ネットでテキスト読む生き物

はてなインターネット文学賞「わたしとインターネット」

ネットでテキスト読む生き物

国道沿いの小屋に住む。

ネットでテキスト読む生き物、ぬらぬら。

ブログ読む習性のある日、日記が綴られたブログにアクセスしようとするとブラウザに表示されたのは「404エラー(Not Found)」の文字だった。二年間、親しんできたブログから突然別れを告げられたような錯覚を受けた後、喪失感を抱く。ネットから消えたテキストがまたいつか読めるとは到底思えなかった。納得する間もなく肺は窮屈になって心臓鼓動増す。身体は小刻みにヴヴヴと机上で振動して滑って落っこちた。

下層のフロアには、「上手に呼吸できない」と呟きながら床の上で両手両足をバタつかせ、跳ね回る生物がいた。布団に飛び込んでからは身体から粘液を垂れ流し、撒き散らしながらヌメリを帯びて、くすんだ赤い色のタコへと変貌する。タコは四本の手足を滑らかに動かし、半身になって忍者のように泳いで見せたりもした。

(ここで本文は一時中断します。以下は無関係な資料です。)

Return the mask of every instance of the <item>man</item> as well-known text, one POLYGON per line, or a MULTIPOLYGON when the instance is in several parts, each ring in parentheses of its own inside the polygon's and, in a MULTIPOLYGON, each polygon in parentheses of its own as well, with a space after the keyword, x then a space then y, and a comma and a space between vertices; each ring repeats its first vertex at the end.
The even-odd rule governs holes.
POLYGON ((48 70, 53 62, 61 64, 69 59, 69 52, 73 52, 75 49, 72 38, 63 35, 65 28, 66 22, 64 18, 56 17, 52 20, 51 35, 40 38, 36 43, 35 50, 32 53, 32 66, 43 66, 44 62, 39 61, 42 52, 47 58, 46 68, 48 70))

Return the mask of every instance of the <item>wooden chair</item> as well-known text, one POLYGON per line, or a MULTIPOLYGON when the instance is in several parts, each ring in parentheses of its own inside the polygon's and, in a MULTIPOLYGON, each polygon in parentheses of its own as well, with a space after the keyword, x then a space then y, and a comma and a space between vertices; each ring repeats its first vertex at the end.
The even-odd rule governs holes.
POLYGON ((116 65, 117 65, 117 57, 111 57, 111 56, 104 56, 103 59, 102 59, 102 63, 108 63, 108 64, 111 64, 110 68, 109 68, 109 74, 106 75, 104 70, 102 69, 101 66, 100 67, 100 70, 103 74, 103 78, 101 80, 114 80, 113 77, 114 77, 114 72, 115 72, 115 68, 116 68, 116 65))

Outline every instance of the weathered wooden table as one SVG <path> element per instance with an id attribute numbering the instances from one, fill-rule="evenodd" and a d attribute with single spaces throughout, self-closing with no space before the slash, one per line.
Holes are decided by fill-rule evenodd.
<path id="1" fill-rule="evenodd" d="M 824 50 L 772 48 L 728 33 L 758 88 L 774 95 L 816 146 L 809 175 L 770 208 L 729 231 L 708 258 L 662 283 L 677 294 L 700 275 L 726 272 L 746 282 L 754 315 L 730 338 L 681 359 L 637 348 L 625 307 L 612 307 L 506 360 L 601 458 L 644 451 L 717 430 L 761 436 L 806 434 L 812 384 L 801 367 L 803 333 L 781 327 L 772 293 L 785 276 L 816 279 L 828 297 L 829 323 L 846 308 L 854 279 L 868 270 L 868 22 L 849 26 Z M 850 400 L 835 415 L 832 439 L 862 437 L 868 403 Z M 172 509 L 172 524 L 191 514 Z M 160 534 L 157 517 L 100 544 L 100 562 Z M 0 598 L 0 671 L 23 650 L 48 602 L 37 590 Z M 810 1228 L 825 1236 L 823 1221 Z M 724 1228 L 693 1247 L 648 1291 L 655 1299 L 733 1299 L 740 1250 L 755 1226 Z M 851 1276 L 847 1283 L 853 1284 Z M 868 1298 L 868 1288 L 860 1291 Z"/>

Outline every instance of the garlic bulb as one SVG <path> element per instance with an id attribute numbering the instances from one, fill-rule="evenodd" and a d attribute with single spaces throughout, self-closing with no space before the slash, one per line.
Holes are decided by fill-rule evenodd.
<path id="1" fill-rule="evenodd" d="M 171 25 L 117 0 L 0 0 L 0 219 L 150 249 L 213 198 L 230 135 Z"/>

(フローリングの)海を漂うタコは悩んでいた。ネットに見せられた夢幻には決して届かぬ歯がゆさと。コンテンツは海中のプランクトンの如く表れては消えていく様。消えてから気づく儚さと惜しいな、と思ってしまうタコの虚無が、ことさら明らかになっていく。真空が鎌鼬を呼び寄せるように、タコは不意に内に真空を感じた突如、鋭い刃物を携えた虚しさに切り刻まれたかのような痛みが頭に走る。鋭い鈍痛に真顔で耐える術など知らず。タコは北斎の描いた春画の蛸になった。インターネットが存在しない時代の蛸になることで全てを忘れようとし始める。懸命に阿呆を務めることによって、阿呆になって疑問符を繰り返し、空白を埋めていく。

「あれ?あれゝ、あれれゝ、あれーれーれゝ?」

昼過ぎになると、何に悩んでいたのか忘れて飄々としているタコがいた。しかしながら、ネットに接続しようとすると違和感を覚えるのだった。違和感の正体を有耶無耶にするための疑問符が「なんで?なんでなんで?」とやってくると。ふと、ようやくブックマーク先のブログが閉鎖したことを思い出した。

タコはお餅のように固くなった身体で、桜はとうに散った後の風景を窓越しに見つめていた。道路を走る車がどこに向かっているかなんて知ろうとはしなくとも、繁忙期の引っ越し業者のトラックが目に留まった。トラックは淡々と、慌ただしい日常と誰かの新天地へと向かっていった。トラック後方、巻き上げられた砂埃と排気ガスが漂って消えていく様。不意に春風刺してくる。

輝度ガンガンの夕暮れ。キツめな日差しとエアコンの風が吹き荒れる部屋の中。タコは持ち味の粘性を失うも、二足で自立する形へと変性し、太陽に向かって一心不乱に踊りだす。踊ることによって身体と感情は熱を帯びると,別れを知ったとしても、ネットに初めて出会った頃のような熱狂の色を取り戻すことができた。それでも行き場を失ったまま。ベーコンがカリカリになっていくような感覚を覚えたまま。――繰り返し接続し、もう見れぬ儚さに後悔を引きずったまま身を焦がす様。ネットのただのテキストたった今去った様。その生き物淡々と、タンタタンと消えていった。